The most common cause of preseptal cellulitis is when infection-causing bacteria enter the site through local trauma, such as a scratch, sty or insect bite. The most common bacteria to cause preseptal cellulitis are Streptococcus pneumoniae and various strains of Staphylococcus, including aureus and epidermidis. Upper respiratory tract infections, most commonly sinusitis, may cause preseptal cellulitis by spreading into the superficial tissues surrounding the eye. Some systemic diseases, such as varicella and asthma, are associated with preseptal cellulitis in both eyes.
Symptoms of both preseptal and postseptal cellulitis include acute pain in the eyelid, discolouration or redness, warmth and extensive swelling, which may make it difficult or even impossible to open the eye. Note that with preseptal cellulitis, vision will not actually be impaired while, with orbital cellulitis, both eye-movement and vision are affected. Additionally, fever, malaise and protopsis (protrusion of the eyeball) imply orbital cellulitis, as these symptoms would not accompany periorbital cellulitis. These symptoms will usually present themselves following upper respiratory tract infection or local trauma.

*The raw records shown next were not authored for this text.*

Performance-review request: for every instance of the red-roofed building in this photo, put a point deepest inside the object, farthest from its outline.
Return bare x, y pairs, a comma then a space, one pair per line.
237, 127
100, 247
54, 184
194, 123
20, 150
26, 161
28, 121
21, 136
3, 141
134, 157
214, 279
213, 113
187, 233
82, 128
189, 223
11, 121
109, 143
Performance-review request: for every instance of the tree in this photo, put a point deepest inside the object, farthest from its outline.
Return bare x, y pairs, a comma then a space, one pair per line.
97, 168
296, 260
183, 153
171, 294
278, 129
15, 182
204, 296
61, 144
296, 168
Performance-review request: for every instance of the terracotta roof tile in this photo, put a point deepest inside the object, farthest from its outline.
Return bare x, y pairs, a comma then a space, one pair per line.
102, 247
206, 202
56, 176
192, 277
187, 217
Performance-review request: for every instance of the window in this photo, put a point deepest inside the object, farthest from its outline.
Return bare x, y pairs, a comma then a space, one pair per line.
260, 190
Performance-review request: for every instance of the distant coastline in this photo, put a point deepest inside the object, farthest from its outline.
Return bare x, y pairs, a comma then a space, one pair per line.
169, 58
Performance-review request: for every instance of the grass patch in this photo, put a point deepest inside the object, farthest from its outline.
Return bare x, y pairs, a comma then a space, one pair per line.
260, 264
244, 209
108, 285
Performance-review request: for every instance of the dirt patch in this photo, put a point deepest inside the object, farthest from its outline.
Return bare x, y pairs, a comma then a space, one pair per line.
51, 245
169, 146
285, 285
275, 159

Preseptal cellulitis will be diagnosed by a clinical evaluation. Your physician will test your eye's motility and acuity. If the eye is normal other than the swelling, preseptal cellulitis is the most likely culprit. Another clue is if there is a visible origin of infection on the skin. If the findings are ambiguous, which may happen especially with young children, an imaging test like a CT or MRI may be done to confirm orbital cellulitis and, if applicable, diagnose sinusitis.
Close observation and antibiotic therapy form the most common treatment plan for preseptal cellulitis. At first, therapy will be directed toward the pathogens that cause upper respiratory infections, especially sinusitis. Adults and older children in whom orbital celulitis has been definitively disqualified and who show no sign of systemic infection may be given the option of outpatient treatment. This is comprised of an oral antibiotic treatment plan that lasts about 10 days. If, however, the patient hasn't responded within the first two to three days, IV treatment may be recommended. In severe cases or in younger children, hospitalisation involving careful observation and intravenous antibiotics is the most likely treatment plan. This should last about seven days. If, however, there is no improvement within one to two days, or if the condition worsens, the possibility of orbital cellulitis or antibiotic-resistant pathogens (such as MRSA) will be considered. If the patient does improve within two to three days, discharge with continued outpatient treatment becomes a possibility. In the case of severe preseptal cellulitis with eyelid abscesses present, surgical drainage is possible. This is not usually necessary.